The locked state provides the strongest protection. Once you lock vault immutability, no future action by any administrator—malicious or accidental—can reduce retention or delete recovery points before their scheduled expiration. The lock is appropriate for production vaults protecting business-critical workloads like databases, file servers, domain controllers, and compliance-sensitive data.
For development and test environments, Enabled (reversible) provides protection while retaining operational flexibility. If you need to decommission the vault or adjust retention policies downward, you can disable immutability before making those changes. The ability to disable locks maintains security without creating operational constraints in nonproduction scenarios.
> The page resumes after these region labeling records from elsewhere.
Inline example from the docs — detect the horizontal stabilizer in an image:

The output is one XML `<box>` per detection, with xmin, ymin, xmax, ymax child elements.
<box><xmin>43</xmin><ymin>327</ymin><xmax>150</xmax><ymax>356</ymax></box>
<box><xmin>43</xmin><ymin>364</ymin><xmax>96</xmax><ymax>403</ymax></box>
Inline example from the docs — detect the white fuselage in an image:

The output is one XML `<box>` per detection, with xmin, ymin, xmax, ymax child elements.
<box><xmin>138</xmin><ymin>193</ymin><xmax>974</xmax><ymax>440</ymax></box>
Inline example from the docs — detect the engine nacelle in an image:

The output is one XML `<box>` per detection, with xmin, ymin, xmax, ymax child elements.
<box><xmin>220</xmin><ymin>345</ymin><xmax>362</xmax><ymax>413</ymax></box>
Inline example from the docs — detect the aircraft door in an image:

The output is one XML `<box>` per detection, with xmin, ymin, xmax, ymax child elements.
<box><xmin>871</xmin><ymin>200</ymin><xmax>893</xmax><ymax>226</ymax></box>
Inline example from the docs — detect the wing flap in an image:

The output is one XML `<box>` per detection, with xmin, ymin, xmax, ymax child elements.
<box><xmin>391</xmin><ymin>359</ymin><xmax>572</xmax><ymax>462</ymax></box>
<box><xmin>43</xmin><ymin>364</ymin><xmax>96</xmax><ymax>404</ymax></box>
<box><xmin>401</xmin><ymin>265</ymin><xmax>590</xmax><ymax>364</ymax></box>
To enable and lock vault immutability:
- In the Recovery Services vault, navigate to Settings > Properties
- Under Vault immutability, select Update
- Select Enable vault immutability
- To lock permanently, select Apply vault immutability lock
- Read the confirmation warning carefully—this action is irreversible
- Confirm the operation
Important
The Enabled and Locked state is irreversible by any user, including subscription owners and Global Administrators. Before locking, verify that your vault's backup policies and retention settings meet long-term organizational requirements. After locking, you can increase retention periods but never decrease them. Only lock production vaults after confirming that policy configurations are finalized.
Immutability complements soft delete. Soft delete provides a recovery window after deletion occurs. Immutability prevents the deletion from occurring in the first place. Together, they create overlapping protection layers that defend against both accidental and malicious data loss.
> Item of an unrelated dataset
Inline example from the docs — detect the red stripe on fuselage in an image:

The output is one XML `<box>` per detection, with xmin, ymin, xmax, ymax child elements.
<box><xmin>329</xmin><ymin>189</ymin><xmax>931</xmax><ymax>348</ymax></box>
Azure Backup security posture rating—your target state
Azure Backup evaluates each vault's configuration and assigns a security posture tier. The rating appears in the vault's Overview screen and in Azure Security Center recommendations. Your target for production vaults is the Excellent tier.
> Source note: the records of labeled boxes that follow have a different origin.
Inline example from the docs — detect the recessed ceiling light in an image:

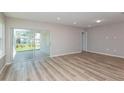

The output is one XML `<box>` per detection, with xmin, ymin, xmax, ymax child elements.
<box><xmin>96</xmin><ymin>20</ymin><xmax>102</xmax><ymax>23</ymax></box>
<box><xmin>57</xmin><ymin>17</ymin><xmax>61</xmax><ymax>21</ymax></box>
<box><xmin>88</xmin><ymin>25</ymin><xmax>91</xmax><ymax>27</ymax></box>
<box><xmin>73</xmin><ymin>22</ymin><xmax>77</xmax><ymax>25</ymax></box>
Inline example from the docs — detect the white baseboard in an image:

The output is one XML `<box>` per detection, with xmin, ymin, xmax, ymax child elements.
<box><xmin>50</xmin><ymin>51</ymin><xmax>82</xmax><ymax>57</ymax></box>
<box><xmin>87</xmin><ymin>50</ymin><xmax>124</xmax><ymax>58</ymax></box>
<box><xmin>0</xmin><ymin>63</ymin><xmax>11</xmax><ymax>75</ymax></box>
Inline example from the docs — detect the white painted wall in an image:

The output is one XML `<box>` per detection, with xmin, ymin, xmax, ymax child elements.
<box><xmin>87</xmin><ymin>23</ymin><xmax>124</xmax><ymax>57</ymax></box>
<box><xmin>6</xmin><ymin>18</ymin><xmax>84</xmax><ymax>60</ymax></box>
<box><xmin>0</xmin><ymin>13</ymin><xmax>5</xmax><ymax>71</ymax></box>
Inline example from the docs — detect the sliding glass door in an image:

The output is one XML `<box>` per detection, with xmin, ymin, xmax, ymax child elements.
<box><xmin>13</xmin><ymin>29</ymin><xmax>35</xmax><ymax>62</ymax></box>
<box><xmin>12</xmin><ymin>29</ymin><xmax>50</xmax><ymax>62</ymax></box>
| Tier | Configuration requirements |
|---|---|
| Excellent | Vault immutability locked AND Multi-User Authorization enabled—OR—Always-on soft delete enabled AND Multi-User Authorization enabled |
| Good | Vault immutability enabled and locked—OR—Soft delete enabled (any configuration) |
| Fair | Multi-User Authorization enabled only, without immutability or enhanced soft delete |
| Poor | No advanced security features configured (default state for new vaults) |
The Excellent tier requires two elements: a deletion protection mechanism (either locked immutability or always-on soft delete), and Multi-User Authorization. The deletion protection mechanisms—soft delete and immutability—protect recovery points after an attack begins. Multi-User Authorization prevents a single compromised credential from disabling those protections.
Note
With Secure by default platform enforcement, all new vaults in global Azure regions already start at the Good tier because soft delete is enforced. Configuring locked immutability or always-on soft delete combined with Multi-User Authorization is still required to reach the Excellent tier.
For Contoso's production environment, you configure always-on soft delete with 90-day retention and locked vault immutability, reaching the Excellent tier's first path: both deletion protections active at their strongest irreversible settings. The next unit completes the Excellent tier by adding Multi-User Authorization with Resource Guard.
Soft delete and immutability protect recovery points from deletion and modification, but they don't stop a backup administrator with compromised credentials from disabling those protections before launching an attack. Multi-User Authorization adds the second administrator requirement, converting single-credential attacks into scenarios that require collusion between two separate security principals.